Review the current state of the code and update gdd.md, tdd.md, and plan.md to reflect what we actually built and any decisions that changed along the way. Keep each doc concise — remove anything that's no longer accurate, add anything that's now true. Commit the updated docs.





Prepare this project for a GitHub Pages workflow that auto-publishes after every push to the main branch. Do everything you can yourself (create the workflow file, set the correct build/base settings, commit, push).

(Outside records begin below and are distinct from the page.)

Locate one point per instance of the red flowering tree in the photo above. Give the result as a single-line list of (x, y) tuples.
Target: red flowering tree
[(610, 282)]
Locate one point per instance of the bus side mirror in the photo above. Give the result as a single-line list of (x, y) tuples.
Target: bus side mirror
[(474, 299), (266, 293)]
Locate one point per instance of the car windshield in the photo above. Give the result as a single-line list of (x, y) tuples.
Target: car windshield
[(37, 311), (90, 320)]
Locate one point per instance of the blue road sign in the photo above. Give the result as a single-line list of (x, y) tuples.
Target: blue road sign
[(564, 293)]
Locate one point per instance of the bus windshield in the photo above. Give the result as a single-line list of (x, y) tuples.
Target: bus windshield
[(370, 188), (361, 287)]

Then tell me exactly what I need to do on my side in the GitHub web UI, step by step.





| Phase | Output | Model | Tool |
|---|---|---|---|
| 1 · Idea | Ideas list → 1 chosen idea | Creative / mid | Chat AI |
| 2 · Game Design | gdd.md (≤2 pages) + wireframe | Creative / mid | Chat AI (Canvas) |
| 3 · Tech Design | tdd.md (principles baked in) | Highest | Agent |
| 4 · Project Plan | plan.md (2–4 milestones) | Highest | Agent |
| 5 · Build | Playable prototype + sprites | Mid first, escalate | Agent + VS Code |
| 6 · Bugs | Screenshots + logs → fixes | Mid first, escalate | Agent |
| 7 · Iterate | Add features, docs in sync | Mid first, escalate | Agent |
| 8 · Ship | Live GitHub Pages link | Mid first, escalate | Agent + GitHub |
Bring your ideas, curiosity, and passion. We'll make something fun.